REPUBLIKA.CO.ID, JAKARTA -- Penanganan kasus penembakan mati terhadap enam laskar Front Pembela Islam (FPI) belum tuntas. Namun, isunya sudah mulai jarang terdengar. Bahkan, suara untuk kasus pelanggaran hak asasi manusia (HAM) itu sunyi senyap dalam rapat kerja antara Komisi III DPR dengan Kepala Polri Jenderal Listyo Sigit Prabowo pada Rabu (16/6), siang.
Padahal, Komisi itu begitu menggebu dalam rapat yang sama sebelumnya. "Komisi III meminta agar perkembangan proses hukum terhadap tiga anggota Polri yang diduga melakukan unlawful killing (pembunuhan di luar proses hukum) bisa disampaikan secara berkelanjutan," kata anggota Komisi III, Arsul Sani pada Kamis (8/3), lalu. Sejumlah anggota komisi yang lainnya juga ikut memberi komentar saat itu.
Kemarin, tidak ada lagi suara nyaring seperti itu. Kasus pembunuhan warga sipil itu tersamar dalam kasus-kasus lain yang juga dianggap menarik perhatian publik. Adalah Ketua Komisi III DPR, Herman Herry, yang meminta Kapolri Listyo mempercepat penuntasan kasus-kasus yang menarik perhatian publik.
"Termasuk menindak tegas aksi premanisme, pungli, narkoba, mafia tanah, pelanggaran HAM, dan aksi kejahatan lain," kata Herman membacakan kesimpulan raker tersebut. Kesimpulan lainnya, kata dia, komisinya mengapresiasi kinerja Polri.
Enam anggota FPI pengawal pimpinan mereka, Habib Rizieq Shihab (HRS), ditembak mati oleh polisi di KM 50 Tol Japek pada 7 Desember 2020. Komisi Nasional (Komnas) HAM menyimpulkan adanya pelanggaran HAM terhadap empat dari enam korban dan merekomendasikan kasus itu diusut tuntas hingga ke pengadilan.
Setelah lama didesak publik, Bareskim Polri kemudian menetapkan tiga anggota Polda Metro Jaya sebagai tersangka, yaitu F, Y, dan EPZ. Namun, berkas tersangka EPZ dihentikan karena diklaim telah meninggal dunia. Pada Senin (26/4), Bareskrim menyerahkan berkas kedua tersangka ke Jaksa Penuntut Umum (JPU).
Kedua tersangka dikenakan Pasal 338 KUHP juncto Pasal 56 KUHP. Pasal itu berbeda dengan yang dikenakan pada awal penetapan tersangka, yaitu Pasal 338 junto Pasal 351 ayat 3 KUHP tentang pembunuhan dan penganiayaan yang menyebabkan kematian.
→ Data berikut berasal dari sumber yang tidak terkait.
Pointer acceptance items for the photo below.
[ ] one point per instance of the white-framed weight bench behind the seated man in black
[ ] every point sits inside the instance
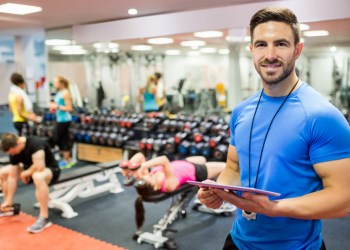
(83, 182)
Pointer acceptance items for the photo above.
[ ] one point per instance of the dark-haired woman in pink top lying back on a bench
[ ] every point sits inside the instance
(162, 176)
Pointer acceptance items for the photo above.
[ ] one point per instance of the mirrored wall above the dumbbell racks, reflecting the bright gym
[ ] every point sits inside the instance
(192, 70)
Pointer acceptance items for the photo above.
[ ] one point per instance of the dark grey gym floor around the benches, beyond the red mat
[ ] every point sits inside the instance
(110, 217)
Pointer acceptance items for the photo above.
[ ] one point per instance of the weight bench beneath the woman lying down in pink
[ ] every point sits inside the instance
(180, 200)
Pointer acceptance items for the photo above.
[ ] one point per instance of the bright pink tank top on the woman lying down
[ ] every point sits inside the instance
(183, 170)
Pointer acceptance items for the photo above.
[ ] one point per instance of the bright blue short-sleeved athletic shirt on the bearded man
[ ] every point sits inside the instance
(307, 130)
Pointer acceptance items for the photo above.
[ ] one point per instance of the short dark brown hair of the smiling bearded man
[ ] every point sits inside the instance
(276, 14)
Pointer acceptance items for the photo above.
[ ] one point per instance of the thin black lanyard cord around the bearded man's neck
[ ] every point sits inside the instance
(268, 129)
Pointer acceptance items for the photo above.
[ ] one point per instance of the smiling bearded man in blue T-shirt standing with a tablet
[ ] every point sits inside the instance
(286, 138)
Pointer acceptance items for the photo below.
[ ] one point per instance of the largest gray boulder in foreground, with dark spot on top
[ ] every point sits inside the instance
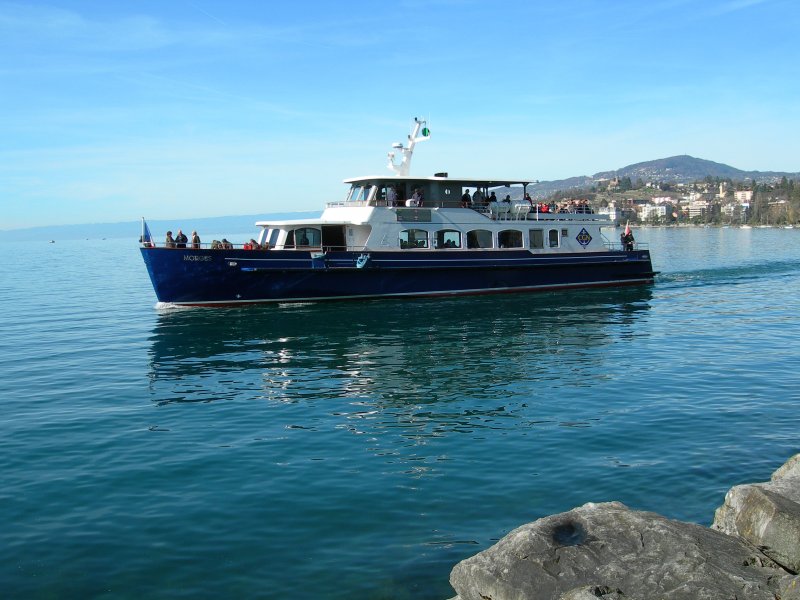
(609, 551)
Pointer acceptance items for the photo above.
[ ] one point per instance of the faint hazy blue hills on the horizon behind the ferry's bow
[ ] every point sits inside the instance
(133, 229)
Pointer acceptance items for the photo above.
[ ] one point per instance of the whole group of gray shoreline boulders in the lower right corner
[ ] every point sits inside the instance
(608, 551)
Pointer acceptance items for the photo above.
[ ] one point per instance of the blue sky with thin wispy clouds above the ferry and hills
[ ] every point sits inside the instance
(114, 110)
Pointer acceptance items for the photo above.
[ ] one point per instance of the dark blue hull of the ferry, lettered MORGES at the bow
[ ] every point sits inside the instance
(220, 277)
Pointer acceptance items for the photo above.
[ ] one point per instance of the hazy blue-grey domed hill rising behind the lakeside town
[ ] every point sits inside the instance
(675, 169)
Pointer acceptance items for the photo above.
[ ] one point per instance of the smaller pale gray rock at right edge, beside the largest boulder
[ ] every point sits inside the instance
(767, 515)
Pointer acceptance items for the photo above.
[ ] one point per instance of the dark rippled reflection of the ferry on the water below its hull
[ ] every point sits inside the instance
(390, 352)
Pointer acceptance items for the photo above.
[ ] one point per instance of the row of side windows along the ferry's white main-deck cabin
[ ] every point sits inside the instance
(479, 238)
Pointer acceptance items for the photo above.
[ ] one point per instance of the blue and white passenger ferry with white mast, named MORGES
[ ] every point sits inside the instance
(403, 236)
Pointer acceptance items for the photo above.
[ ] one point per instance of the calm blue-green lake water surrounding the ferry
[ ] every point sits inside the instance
(361, 449)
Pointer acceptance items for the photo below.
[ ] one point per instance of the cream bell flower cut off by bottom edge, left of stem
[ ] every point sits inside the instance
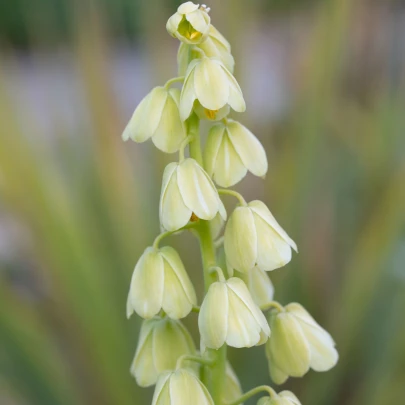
(180, 387)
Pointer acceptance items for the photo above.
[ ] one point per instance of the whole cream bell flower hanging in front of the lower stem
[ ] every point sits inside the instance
(229, 315)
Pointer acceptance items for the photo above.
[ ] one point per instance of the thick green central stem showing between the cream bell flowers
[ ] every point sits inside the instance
(213, 376)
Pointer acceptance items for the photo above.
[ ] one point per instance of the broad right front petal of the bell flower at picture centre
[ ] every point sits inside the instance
(197, 190)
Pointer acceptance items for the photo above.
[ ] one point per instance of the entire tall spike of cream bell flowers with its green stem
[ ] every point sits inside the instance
(161, 291)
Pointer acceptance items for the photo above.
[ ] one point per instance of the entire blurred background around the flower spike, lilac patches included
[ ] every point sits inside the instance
(324, 83)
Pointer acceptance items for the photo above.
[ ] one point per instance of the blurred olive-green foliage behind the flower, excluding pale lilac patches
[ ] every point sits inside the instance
(85, 207)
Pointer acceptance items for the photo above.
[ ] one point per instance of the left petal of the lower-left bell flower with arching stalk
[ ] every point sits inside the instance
(147, 301)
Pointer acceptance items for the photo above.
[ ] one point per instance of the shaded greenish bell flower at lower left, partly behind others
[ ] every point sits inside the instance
(161, 342)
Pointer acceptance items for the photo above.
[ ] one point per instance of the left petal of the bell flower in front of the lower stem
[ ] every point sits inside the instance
(213, 316)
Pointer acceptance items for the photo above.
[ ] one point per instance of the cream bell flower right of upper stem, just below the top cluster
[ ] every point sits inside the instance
(231, 151)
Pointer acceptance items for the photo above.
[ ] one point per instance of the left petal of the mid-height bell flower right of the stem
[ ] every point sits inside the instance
(240, 240)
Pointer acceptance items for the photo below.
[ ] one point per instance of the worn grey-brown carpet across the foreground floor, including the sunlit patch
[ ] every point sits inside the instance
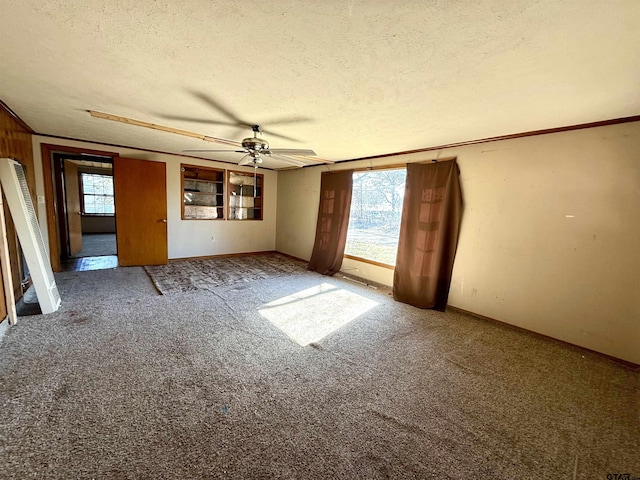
(122, 382)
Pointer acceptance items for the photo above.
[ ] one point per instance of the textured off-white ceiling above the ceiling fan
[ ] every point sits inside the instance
(363, 77)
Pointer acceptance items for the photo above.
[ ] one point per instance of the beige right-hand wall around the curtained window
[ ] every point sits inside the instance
(550, 237)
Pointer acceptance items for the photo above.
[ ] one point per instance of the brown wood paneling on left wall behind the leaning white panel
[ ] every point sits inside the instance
(15, 142)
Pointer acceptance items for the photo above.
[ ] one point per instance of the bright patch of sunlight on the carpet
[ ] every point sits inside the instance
(310, 315)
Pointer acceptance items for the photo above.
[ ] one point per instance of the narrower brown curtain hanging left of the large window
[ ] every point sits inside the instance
(333, 222)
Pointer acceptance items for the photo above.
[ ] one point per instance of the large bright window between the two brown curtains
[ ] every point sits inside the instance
(376, 212)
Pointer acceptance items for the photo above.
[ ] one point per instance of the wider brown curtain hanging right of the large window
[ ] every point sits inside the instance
(428, 238)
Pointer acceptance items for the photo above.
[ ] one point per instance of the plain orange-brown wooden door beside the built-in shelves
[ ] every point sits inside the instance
(140, 189)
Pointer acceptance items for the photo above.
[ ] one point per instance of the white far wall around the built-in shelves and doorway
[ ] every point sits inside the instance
(187, 238)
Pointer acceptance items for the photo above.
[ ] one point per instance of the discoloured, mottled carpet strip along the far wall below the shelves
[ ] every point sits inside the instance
(211, 273)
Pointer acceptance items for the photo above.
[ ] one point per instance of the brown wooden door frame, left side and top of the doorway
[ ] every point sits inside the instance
(47, 150)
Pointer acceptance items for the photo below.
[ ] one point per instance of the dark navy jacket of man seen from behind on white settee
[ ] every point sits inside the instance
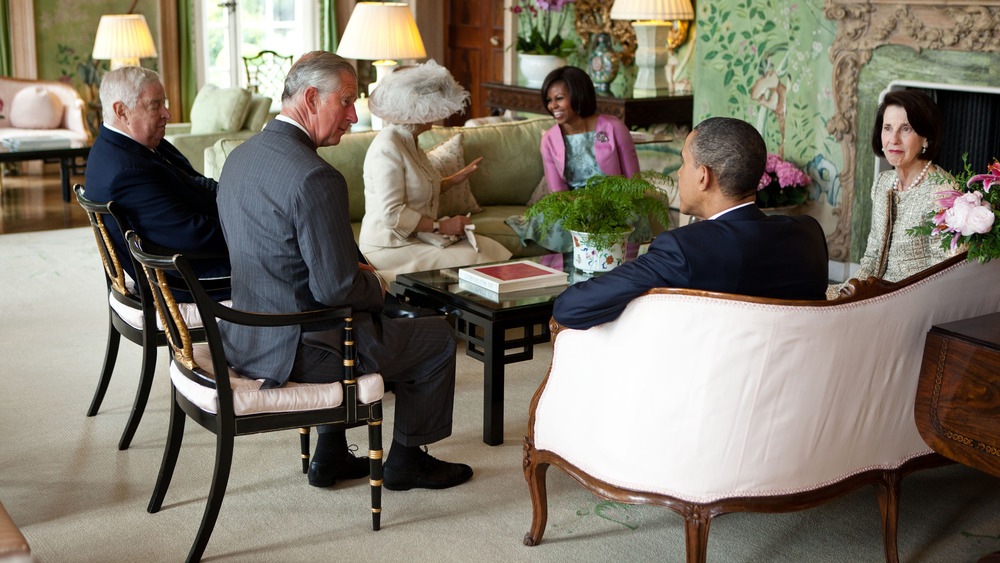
(744, 252)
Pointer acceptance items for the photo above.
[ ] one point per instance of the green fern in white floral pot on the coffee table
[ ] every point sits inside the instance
(601, 215)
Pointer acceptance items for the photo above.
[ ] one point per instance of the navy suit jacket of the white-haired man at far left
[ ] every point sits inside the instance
(168, 202)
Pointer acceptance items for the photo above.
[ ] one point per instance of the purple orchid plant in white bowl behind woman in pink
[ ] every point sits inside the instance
(539, 27)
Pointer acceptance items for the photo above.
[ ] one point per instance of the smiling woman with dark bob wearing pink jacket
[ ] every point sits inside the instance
(583, 143)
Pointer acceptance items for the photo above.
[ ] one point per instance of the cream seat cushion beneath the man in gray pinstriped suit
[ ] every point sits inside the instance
(249, 398)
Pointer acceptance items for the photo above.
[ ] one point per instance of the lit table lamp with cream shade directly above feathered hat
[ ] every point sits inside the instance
(382, 32)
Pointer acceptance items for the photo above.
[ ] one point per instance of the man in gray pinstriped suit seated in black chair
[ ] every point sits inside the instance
(284, 212)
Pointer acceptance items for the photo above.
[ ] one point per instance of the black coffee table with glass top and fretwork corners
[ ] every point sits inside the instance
(483, 322)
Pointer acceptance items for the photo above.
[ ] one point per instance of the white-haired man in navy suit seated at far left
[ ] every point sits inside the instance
(168, 203)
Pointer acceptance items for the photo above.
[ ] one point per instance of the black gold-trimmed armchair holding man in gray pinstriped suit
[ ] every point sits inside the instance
(242, 407)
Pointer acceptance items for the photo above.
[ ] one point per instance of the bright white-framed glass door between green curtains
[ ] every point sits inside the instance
(232, 29)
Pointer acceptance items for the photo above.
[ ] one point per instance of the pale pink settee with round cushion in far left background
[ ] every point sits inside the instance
(40, 108)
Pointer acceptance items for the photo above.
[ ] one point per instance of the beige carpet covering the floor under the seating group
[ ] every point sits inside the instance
(77, 498)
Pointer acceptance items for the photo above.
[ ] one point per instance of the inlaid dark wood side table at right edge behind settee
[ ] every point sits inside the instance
(957, 409)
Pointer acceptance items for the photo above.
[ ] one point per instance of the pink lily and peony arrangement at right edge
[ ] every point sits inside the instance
(968, 217)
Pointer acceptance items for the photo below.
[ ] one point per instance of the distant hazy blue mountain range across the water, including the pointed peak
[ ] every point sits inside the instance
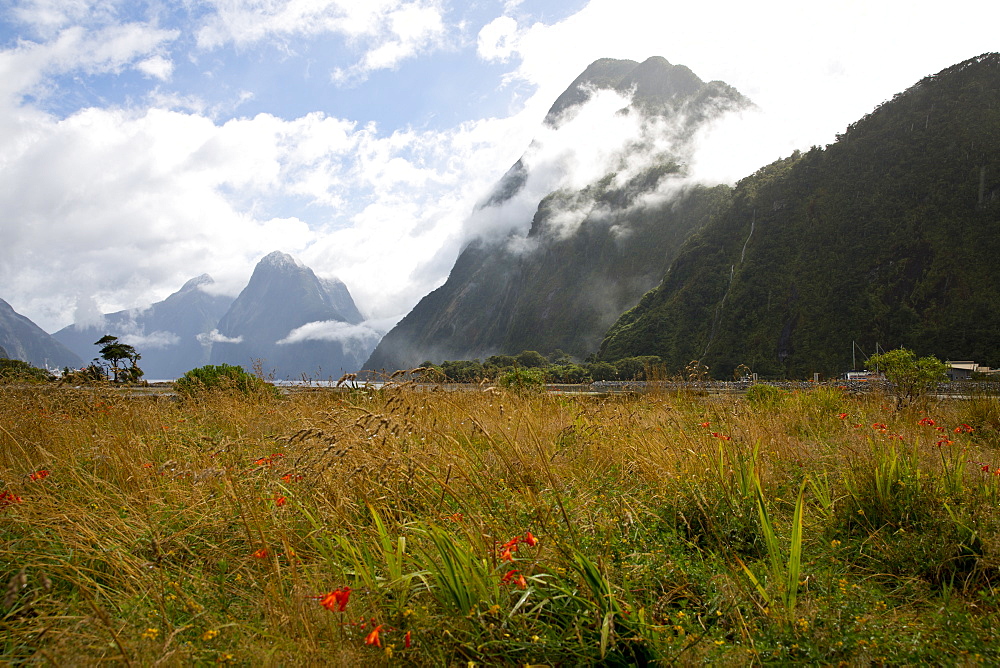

Pasal 351 ayat 3 KUHP diganti degan Pasal 56 KUHP yang mengatur tentang pemberian bantuan hukum terhadap tersangka.
Namun, pada Jumat (30/4), JPU mengembalikan berkas tersebut ke Bareskrim karena dinilai tidak lengkap. JPU telah memberikan petunjuk dan waktu untuk melengkapi selama tujuh hari kerja. Sepanjang Mei, Bareskrim beberapa kali mengaku akan segera mengembalikan berkas perkara tersebut.
"Iya, berkas perkaranya akan dikirim kembali ke Kejaksaan," kata Dirtipidum Bareskrim Polri Brigjen Andi Rian Djajadi, Senin (31/5).
Dalam raker kemarin, Kapolri Listyo menjawab permintaan Komisi III, seumum permintaan para anggota dewan. Menurut Listyo, kasus KM 50 termasuk dalam tujuh perkara yang menarik perhatian publik. Dari penjelasan Listyo, terungkap berkas perkara itu belum dikembalikan ke JPU.
"Ada petunjuk P-19 dari kejaksaan, sudah kami lengkapi dan mudah-mudahan pekan ini segara kami kirim kembali ke kejaksaan," ujar Listyo. Setelah itu, ia menjelaskan perkembangan perkara lainnya.
Pengacara dan Direktur Riset LBH Street Lawyer Habib Ali Alatas mendesak Polri serius dalam penuntasan kasus unlawful killing agar dapat menghentikan cycle of violence yang kerap dilakukan oknum kepolisian. Lamanya proses hukum kasus itu akan membuat masyarakat semakin curiga.
"Apalagi dilakukan dengan tidak transparan, akan membuat semakin banyak anggapan-anggapan masyarakat yang menilai Polri tidak serius dalam penuntasan kasus unlawful killing," kata dia, kemarin.